Brown will take some plays off cardio-wise now and then. He also seems to operate with a clock in his head, rather than just playing to the whistle. But when he's fresh and strong, he's got tremendous power via some serious ham-hocks.
Running plays in which he's at the point of attack turns Brown into a mauler to maintain contact. With his enormous size, Brown will try to engulf Watt, while using his hands to grab Watt's chest plate on his shoulder pads. From there he will try to pull Watt close and attempt to drive him backward.
Brown struggles with a higher pad level than you would like. But to be fair, of course, anytime you are standing 6-foot-8, you're going to have a high pad level from the get-go. But that same size also creates a problem for anybody who is locked up with him, and attempting to look over him, or around him for the ball.
If Watt decides to run the arc up the field and around the horn, so to speak, Brown is fully capable of making Watt take the long road. He will simply use his arm length to escort Watt around the back of the pocket.
Close study of double-team blocks with Brown partnering with perennial Pro Bowl guard Marshall Yanda, find Yanda having to do much of the work alone. Brown seems be in a big hurry to get to the linebackers.
Brown will put two hands on the down defensive lineman as if he's blessing him, and then move off on a search-and destroy mission for second level operators.

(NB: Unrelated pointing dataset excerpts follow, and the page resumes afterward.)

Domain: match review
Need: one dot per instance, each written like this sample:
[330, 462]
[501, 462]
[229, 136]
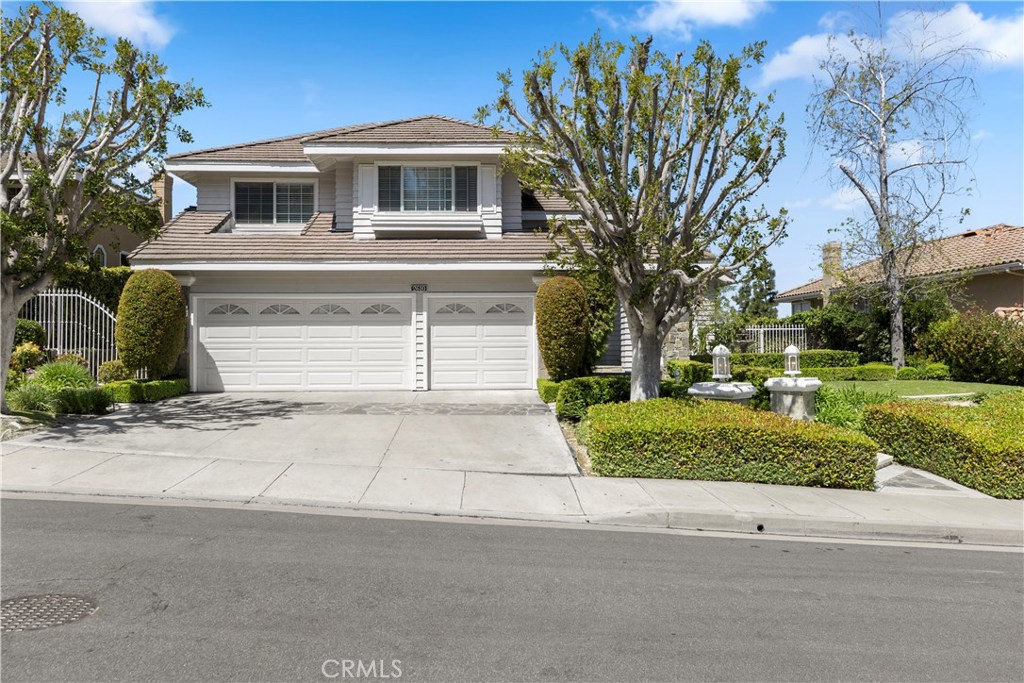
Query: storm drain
[42, 611]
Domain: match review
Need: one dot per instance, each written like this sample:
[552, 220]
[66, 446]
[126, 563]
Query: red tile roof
[963, 253]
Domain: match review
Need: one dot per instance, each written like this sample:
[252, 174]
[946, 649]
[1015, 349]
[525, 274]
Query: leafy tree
[755, 295]
[66, 171]
[889, 110]
[660, 159]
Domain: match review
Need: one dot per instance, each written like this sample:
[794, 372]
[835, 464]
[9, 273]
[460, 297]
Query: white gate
[774, 338]
[75, 323]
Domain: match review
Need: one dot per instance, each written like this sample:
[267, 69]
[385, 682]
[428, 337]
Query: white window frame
[284, 180]
[401, 188]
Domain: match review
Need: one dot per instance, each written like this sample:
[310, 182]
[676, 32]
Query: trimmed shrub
[561, 326]
[689, 372]
[548, 389]
[136, 391]
[64, 375]
[26, 356]
[151, 327]
[980, 447]
[113, 371]
[92, 400]
[30, 332]
[844, 407]
[811, 357]
[936, 371]
[73, 357]
[576, 395]
[716, 440]
[978, 346]
[32, 395]
[104, 285]
[907, 374]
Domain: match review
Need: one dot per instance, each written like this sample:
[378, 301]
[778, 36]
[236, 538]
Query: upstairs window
[426, 188]
[271, 203]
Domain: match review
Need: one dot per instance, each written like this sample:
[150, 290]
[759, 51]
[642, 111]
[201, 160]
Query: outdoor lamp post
[720, 363]
[792, 354]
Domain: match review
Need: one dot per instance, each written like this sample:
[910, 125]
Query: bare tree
[67, 171]
[889, 109]
[662, 160]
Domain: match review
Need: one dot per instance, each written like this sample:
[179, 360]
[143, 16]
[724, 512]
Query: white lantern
[792, 356]
[720, 363]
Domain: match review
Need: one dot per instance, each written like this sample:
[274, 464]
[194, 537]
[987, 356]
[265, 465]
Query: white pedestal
[738, 392]
[794, 396]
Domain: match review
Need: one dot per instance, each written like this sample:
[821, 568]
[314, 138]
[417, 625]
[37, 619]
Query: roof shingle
[965, 252]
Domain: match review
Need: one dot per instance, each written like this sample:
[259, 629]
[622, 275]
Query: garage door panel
[297, 343]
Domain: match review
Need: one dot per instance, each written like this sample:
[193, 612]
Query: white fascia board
[241, 167]
[357, 266]
[406, 151]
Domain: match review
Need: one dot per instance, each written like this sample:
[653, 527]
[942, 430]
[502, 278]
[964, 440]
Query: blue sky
[273, 69]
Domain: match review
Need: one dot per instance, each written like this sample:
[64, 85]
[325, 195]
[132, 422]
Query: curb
[762, 524]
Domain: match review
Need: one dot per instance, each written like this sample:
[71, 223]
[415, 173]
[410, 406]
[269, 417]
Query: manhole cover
[41, 611]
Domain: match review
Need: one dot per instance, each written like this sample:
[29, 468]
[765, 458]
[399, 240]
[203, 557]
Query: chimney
[163, 186]
[832, 267]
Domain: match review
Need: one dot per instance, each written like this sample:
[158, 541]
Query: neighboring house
[379, 256]
[989, 262]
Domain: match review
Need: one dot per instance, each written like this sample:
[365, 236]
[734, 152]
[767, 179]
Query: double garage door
[364, 342]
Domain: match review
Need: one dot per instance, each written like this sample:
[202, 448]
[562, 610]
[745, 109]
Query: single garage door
[296, 343]
[480, 343]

But this leaves the defensive tackle with his hand in the dirt with an opportunity to create a log jam, as long as he can win a one-on-one matchup with Yanda. No easy task to be sure.

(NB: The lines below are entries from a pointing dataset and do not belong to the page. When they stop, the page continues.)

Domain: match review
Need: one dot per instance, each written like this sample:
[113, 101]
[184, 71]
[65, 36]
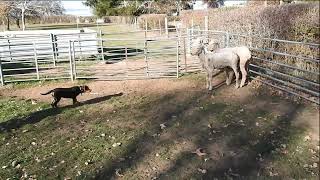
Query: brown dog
[71, 93]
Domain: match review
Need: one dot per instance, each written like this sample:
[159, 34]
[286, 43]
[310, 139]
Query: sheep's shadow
[16, 123]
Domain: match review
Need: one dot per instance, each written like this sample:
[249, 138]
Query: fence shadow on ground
[246, 142]
[38, 116]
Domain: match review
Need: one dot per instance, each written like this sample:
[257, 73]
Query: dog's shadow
[16, 123]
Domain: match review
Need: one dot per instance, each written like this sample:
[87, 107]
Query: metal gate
[124, 59]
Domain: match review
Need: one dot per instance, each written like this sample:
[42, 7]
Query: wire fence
[155, 54]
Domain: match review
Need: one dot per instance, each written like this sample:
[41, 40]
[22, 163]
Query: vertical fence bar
[177, 63]
[70, 61]
[166, 26]
[126, 52]
[189, 40]
[146, 57]
[79, 37]
[227, 39]
[160, 31]
[192, 27]
[36, 59]
[54, 53]
[185, 55]
[1, 73]
[9, 48]
[146, 29]
[101, 45]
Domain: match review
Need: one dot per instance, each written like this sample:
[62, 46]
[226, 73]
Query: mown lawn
[154, 135]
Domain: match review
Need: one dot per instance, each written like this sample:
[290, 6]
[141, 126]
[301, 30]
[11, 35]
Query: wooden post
[226, 41]
[1, 74]
[206, 25]
[166, 26]
[189, 40]
[101, 45]
[74, 60]
[126, 52]
[146, 29]
[53, 41]
[9, 48]
[185, 55]
[70, 61]
[177, 60]
[36, 60]
[146, 57]
[192, 27]
[160, 31]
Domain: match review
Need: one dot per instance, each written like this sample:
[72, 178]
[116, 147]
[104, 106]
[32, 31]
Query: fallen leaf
[118, 174]
[203, 171]
[200, 152]
[307, 138]
[162, 126]
[116, 144]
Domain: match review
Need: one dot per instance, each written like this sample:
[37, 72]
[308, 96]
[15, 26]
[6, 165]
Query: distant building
[201, 5]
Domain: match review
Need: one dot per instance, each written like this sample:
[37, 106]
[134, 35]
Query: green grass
[78, 141]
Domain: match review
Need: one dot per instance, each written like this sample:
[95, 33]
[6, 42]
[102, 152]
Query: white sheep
[217, 60]
[244, 54]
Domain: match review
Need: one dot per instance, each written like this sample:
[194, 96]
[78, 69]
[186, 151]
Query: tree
[214, 3]
[34, 8]
[5, 7]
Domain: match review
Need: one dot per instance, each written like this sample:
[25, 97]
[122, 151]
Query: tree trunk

On running plays away from Watt and Brown, Zeus Jr. will simply position himself so as to eat up the most space available, sometimes positioning himself in between two opponents. He will then take the "most dangerous," or the opponent who has the best chance to disrupt the play.
Back in the day, we referred to it as a "genius block." A blocker's choice if you will, of playing a zone defense against the defense.
To sum up, Watt versus Brown Jr. will pit movement, quickness and strength (Watt) against overwhelming mass, arm length and sheer weight. I like Watt in this matchup because;
1.) With great hand technique (such as trapping or knocking down the hands) such as Watt has, he can nullify the punching ability and excellent arm length of Brown when setting the edge on run defense or shortening the corner on an up field rush. Hand to hand close-quarter-combat will be thick and heavy. But Watt has the essential hand fighting skills and knowledge to off-set this.
2.) Watt has greater quickness and foot-speed. On a pass rush he can get Brown moving backwards, and then attack straight through Brown on a bull rush after getting him to open up and turn his shoulders to the sidelines by going up the field. By suddenly planting his outside foot on his up the field rush, and veering to Brown's inner edge Watt can channel the "speed to power" rush of Hall of Famer Kevin Green. (Hint: it's around the third kick-step Watt). Timing it to attack when Brown's feet come together will help. One of the great tricks of the trade of boxers in the days of yore, was to watch the feet of their opponent, and attack when they maneuvered their opponent into a position of vulnerability. Many a boxer dusted the ring canvas with their butts, and didn't even know what hit them, because they over looked their footwork. And the victorious boxer? He would just smile…..knowledge is power.